趙扶搖風(fēng)風(fēng)火火的回望將軍府,還沒來得及下馬,就看到頭頂一抹黑影掠過。

“黑曜!”

趙扶搖激動地開口,曲起手指放到唇畔,一道響亮的嘶鳴聲拔地而起。

同時,將軍府的房檐上冒出了幾個黑影。

“八爺?”

“八爺?”

趙扶搖看著墻頭那幾張帶著求知欲的臉龐并沒有多少興趣,相反,冷冷地給了一個白眼后就跑了。

“我們,被嫌棄了……。”

“就你長了眼是吧……。”

其中的一個黑影被其他的黑影按下墻頭,噼里啪啦就是一頓磋磨。

這邊,趙扶搖追著那抹風(fēng)馳電掣的黑影就往院里跑,邊跑還在邊吹音,果不其然,等他一口氣沖回內(nèi)院的時候,黑曜已經(jīng)悠哉哉的停在案幾上喝茶了。

“真是你,黑曜。”

趙扶搖顯然興致沖沖,就連立在一旁的趙六都視若無睹,甚至還曲身上前去給黑曜又添了一杯茶。

“你對這只鳥,倒是比對我都恭敬!”

趙六一臉幽深的盯著趙扶搖,但顯然,這人還是對他愛搭不理。

不過,正在飲茶的黑曜像是也聽懂了這話一般,對著趙六就展開自己渾厚黑亮的雙翅,銳利的眼眸中泛著冷冽的意味,像是捕獵者在逡巡獵物一般,帶著一擊必勝的壓迫感。

“哎喲我去,你這鬼東西是要成精了吧你。”

“不過,你要是敢傷我,我轉(zhuǎn)頭就給你家主子寫信告狀。”

趙六看著面前這只雄壯而又充滿力量感的鷹隼,像是挑釁一般,嘴邊掛著冷笑,再配上那雙跟山縫一般狹小的眸子,整個人看上去真是特別的欠揍。
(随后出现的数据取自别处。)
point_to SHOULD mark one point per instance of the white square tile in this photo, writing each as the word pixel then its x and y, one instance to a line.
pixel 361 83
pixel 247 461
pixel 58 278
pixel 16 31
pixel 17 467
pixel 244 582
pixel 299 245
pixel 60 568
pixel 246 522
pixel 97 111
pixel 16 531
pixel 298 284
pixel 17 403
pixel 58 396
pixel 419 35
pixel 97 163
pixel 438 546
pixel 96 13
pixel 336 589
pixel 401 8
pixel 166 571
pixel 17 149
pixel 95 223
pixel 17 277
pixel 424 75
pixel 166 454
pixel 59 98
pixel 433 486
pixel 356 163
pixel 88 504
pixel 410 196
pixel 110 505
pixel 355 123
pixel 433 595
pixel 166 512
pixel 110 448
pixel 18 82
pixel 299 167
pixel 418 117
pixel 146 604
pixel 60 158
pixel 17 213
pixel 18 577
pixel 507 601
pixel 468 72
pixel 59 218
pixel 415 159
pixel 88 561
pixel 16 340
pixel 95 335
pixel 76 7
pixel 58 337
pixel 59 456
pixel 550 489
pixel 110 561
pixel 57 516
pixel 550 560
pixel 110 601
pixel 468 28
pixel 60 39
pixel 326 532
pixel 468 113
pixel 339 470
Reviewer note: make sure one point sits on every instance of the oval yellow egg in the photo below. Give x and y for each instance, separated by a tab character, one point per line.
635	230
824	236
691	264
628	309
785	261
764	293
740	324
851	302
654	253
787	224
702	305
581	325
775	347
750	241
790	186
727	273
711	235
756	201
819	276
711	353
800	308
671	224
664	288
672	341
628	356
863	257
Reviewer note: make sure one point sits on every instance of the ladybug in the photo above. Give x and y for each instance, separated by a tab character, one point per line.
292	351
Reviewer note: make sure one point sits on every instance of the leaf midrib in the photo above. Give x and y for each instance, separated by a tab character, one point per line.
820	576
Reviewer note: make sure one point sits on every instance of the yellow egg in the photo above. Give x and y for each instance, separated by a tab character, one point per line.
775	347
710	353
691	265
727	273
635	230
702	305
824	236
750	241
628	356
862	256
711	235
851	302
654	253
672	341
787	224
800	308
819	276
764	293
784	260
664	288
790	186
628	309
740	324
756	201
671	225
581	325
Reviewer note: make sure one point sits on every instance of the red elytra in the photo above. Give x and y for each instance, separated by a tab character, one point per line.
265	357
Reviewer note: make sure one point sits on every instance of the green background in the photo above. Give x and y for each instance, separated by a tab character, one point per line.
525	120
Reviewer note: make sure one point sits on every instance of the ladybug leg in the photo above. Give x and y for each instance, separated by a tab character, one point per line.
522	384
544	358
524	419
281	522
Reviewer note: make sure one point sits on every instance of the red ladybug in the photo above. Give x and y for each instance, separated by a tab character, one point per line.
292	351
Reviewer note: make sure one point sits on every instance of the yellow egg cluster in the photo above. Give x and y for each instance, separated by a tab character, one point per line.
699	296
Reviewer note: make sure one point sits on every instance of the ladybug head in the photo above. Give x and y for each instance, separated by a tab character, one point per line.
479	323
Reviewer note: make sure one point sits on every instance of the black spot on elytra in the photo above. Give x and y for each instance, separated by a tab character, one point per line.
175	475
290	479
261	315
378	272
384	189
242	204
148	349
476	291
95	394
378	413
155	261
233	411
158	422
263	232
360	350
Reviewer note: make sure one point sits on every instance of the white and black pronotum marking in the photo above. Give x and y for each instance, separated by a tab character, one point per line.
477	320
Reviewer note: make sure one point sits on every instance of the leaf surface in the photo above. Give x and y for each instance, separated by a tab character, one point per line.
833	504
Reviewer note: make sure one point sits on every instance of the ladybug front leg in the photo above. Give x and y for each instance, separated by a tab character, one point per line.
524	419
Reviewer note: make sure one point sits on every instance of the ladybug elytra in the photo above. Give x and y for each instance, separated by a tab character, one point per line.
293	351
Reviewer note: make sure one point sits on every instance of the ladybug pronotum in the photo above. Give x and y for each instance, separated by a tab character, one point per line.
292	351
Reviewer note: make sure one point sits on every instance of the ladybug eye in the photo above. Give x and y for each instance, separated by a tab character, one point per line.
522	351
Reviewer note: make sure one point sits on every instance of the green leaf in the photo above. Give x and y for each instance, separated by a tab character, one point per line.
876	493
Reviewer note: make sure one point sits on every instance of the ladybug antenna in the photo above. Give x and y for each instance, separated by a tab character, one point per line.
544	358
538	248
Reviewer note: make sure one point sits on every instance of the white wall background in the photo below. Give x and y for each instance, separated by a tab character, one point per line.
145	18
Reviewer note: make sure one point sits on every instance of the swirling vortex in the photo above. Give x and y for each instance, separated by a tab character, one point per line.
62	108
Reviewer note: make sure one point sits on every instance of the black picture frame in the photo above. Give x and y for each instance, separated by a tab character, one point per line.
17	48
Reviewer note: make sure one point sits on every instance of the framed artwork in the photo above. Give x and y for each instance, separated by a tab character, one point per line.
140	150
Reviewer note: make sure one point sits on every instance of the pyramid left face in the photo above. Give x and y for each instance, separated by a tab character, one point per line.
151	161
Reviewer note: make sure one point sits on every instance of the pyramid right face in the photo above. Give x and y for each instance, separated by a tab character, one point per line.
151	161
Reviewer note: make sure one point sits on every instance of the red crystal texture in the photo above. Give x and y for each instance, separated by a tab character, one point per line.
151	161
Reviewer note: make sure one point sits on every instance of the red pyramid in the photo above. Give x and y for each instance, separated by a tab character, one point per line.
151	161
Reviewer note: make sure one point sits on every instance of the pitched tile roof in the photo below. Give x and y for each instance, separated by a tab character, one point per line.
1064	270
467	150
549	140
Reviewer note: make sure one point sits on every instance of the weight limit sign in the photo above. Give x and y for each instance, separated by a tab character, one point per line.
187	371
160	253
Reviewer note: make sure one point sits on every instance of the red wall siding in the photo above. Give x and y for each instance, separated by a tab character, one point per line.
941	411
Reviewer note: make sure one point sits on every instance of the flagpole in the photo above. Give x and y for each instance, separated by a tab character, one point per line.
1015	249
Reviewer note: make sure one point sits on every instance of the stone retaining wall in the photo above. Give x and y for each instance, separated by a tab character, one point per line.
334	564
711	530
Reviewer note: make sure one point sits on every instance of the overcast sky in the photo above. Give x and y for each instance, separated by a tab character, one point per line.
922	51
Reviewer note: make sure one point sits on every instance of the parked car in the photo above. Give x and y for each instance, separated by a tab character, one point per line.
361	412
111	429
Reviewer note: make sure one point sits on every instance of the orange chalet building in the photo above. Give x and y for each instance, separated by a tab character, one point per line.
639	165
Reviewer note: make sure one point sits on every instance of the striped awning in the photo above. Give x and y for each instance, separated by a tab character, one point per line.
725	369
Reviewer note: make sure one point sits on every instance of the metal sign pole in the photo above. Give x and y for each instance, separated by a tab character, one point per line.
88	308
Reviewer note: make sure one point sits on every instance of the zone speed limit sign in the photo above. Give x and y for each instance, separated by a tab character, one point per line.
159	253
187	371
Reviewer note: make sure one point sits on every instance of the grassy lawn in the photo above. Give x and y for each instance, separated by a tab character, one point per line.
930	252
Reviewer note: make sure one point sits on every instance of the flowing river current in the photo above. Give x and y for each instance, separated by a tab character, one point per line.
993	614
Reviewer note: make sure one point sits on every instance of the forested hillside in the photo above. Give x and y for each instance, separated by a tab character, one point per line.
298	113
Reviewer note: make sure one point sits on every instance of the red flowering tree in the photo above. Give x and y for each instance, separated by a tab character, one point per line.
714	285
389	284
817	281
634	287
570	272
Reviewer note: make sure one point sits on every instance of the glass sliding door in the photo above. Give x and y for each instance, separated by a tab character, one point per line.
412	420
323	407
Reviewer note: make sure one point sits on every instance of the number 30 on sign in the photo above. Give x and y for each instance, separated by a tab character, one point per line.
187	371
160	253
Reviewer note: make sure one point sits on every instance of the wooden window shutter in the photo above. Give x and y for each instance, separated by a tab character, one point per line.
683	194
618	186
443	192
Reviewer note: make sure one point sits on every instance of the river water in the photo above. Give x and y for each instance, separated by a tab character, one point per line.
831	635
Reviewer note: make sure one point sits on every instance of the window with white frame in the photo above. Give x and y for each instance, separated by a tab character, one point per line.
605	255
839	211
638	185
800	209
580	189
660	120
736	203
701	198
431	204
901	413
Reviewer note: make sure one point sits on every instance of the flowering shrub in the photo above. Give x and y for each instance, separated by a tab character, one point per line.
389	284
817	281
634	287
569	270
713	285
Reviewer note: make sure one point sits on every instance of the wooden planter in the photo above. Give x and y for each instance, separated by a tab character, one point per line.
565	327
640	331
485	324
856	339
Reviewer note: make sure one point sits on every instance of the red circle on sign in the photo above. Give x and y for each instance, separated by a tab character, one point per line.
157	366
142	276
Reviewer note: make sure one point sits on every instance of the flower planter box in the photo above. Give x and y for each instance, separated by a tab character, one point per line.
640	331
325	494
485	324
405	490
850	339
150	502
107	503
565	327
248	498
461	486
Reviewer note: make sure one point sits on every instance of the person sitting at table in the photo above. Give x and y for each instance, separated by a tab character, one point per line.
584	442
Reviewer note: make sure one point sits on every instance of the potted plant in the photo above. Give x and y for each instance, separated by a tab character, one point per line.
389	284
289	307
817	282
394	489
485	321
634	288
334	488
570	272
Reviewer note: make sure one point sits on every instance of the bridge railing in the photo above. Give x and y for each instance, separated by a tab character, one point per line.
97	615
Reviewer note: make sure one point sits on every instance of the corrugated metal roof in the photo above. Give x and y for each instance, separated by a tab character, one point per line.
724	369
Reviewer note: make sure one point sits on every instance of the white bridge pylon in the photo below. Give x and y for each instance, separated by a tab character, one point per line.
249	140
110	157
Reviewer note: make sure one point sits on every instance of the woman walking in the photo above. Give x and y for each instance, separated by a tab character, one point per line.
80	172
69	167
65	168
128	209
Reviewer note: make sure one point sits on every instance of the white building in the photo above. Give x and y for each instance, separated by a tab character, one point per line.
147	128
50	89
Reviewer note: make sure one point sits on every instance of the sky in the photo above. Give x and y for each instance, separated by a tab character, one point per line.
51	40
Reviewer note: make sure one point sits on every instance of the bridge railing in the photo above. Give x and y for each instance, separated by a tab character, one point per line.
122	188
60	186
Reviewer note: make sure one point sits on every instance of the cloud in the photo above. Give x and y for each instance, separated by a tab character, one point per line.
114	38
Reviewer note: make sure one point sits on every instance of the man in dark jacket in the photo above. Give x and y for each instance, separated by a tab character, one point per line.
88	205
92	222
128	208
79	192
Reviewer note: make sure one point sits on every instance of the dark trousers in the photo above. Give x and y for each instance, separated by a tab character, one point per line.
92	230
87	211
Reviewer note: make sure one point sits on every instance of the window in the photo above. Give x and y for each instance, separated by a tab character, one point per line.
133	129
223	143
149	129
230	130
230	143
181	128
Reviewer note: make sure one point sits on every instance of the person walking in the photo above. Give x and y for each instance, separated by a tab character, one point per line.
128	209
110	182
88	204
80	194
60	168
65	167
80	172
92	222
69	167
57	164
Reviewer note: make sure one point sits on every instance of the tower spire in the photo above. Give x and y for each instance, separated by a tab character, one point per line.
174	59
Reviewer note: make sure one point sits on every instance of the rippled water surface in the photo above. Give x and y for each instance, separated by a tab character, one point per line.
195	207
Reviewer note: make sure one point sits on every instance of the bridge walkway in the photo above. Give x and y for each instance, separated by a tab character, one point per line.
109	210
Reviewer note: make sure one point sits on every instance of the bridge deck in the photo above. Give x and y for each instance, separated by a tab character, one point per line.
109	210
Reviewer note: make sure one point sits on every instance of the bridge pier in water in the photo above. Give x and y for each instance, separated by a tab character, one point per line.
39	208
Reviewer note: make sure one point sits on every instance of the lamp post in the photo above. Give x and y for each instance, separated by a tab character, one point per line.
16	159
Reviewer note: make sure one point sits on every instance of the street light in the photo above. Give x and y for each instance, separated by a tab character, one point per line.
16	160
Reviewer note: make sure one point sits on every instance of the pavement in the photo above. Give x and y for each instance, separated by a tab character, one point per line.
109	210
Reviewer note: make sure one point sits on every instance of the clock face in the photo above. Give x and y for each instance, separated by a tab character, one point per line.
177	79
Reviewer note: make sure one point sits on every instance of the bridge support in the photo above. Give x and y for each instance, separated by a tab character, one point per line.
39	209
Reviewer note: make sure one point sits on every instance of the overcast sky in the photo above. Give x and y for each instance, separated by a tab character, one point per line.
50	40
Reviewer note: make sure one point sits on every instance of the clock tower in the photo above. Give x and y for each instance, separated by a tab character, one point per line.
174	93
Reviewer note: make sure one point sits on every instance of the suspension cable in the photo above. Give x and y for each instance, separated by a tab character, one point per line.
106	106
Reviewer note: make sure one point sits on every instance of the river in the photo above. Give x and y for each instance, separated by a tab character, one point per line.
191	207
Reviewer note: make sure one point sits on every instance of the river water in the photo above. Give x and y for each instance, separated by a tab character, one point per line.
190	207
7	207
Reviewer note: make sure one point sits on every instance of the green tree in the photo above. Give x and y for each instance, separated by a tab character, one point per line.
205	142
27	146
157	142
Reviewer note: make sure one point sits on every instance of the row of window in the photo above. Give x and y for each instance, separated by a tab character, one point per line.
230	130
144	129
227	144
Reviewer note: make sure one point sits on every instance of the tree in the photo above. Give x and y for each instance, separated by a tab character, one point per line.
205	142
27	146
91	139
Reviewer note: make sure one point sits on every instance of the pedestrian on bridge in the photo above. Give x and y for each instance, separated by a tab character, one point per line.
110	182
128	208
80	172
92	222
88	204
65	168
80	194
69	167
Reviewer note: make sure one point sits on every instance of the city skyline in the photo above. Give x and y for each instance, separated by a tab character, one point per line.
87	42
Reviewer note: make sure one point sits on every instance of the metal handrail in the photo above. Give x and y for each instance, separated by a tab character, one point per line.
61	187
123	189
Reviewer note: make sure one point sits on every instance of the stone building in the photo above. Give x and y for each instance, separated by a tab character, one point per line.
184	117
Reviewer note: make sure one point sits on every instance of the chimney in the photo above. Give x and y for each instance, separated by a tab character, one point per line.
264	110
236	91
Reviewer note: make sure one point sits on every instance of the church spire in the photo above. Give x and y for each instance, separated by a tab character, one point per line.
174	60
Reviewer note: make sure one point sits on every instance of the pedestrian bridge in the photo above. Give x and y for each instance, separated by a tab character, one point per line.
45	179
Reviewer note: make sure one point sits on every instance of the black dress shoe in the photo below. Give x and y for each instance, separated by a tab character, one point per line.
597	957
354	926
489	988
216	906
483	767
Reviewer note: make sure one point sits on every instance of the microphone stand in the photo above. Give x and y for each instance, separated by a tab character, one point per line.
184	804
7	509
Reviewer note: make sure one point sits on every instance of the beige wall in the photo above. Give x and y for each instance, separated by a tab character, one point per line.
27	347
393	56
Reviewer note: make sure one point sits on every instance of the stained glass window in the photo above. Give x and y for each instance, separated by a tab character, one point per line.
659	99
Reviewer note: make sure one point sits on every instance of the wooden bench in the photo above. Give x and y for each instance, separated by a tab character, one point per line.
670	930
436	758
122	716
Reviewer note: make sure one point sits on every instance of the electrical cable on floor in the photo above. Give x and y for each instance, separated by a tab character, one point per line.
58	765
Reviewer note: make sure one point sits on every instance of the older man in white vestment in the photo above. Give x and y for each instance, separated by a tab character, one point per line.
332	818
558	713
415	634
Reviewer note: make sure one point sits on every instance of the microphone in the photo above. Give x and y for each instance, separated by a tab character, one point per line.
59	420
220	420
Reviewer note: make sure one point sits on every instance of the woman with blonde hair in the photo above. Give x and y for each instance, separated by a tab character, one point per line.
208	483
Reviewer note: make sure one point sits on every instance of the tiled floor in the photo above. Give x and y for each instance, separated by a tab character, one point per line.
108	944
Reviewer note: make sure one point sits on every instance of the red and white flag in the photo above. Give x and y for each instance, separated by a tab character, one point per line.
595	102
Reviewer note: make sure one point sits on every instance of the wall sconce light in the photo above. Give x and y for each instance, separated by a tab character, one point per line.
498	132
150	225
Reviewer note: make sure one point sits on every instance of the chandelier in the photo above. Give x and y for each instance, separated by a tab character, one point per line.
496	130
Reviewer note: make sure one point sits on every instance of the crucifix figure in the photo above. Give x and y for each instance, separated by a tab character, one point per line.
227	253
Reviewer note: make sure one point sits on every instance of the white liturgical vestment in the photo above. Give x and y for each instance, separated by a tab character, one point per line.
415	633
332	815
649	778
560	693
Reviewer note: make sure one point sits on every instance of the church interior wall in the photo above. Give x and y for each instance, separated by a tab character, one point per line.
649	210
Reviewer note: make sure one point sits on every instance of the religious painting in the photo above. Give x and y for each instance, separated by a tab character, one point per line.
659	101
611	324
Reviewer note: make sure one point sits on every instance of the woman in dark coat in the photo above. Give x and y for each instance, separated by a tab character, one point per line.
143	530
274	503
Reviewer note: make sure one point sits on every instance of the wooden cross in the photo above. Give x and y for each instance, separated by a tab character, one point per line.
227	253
當(dāng)然,最終黑曜還是沒有攻擊趙六,主要是趙扶搖出聲平息了這場怒火。

“黑曜,我六哥就那樣,你別跟他計較。”

“許久不曾見你了,你可真是越來越雄姿英發(fā)了。”

“好黑曜,你快把阿九的信給我瞧瞧唄。”

趙扶搖對著黑曜就是一陣鋪天蓋地的吹捧,就連趙六都有些不忍直視。

不過,這只鷹隼,確實脾氣大,不僅脾氣大,還賊精賊精的,像是能通人意一般,你說好聽話和不好聽的會得到不一樣的回應(yīng)。

比如現(xiàn)在,黑曜就很享受趙扶搖的夸贊,就連那雙銳利的眼眸都半彎著迷了起來,最終,像是大發(fā)善心一般直接把右腿伸了出來。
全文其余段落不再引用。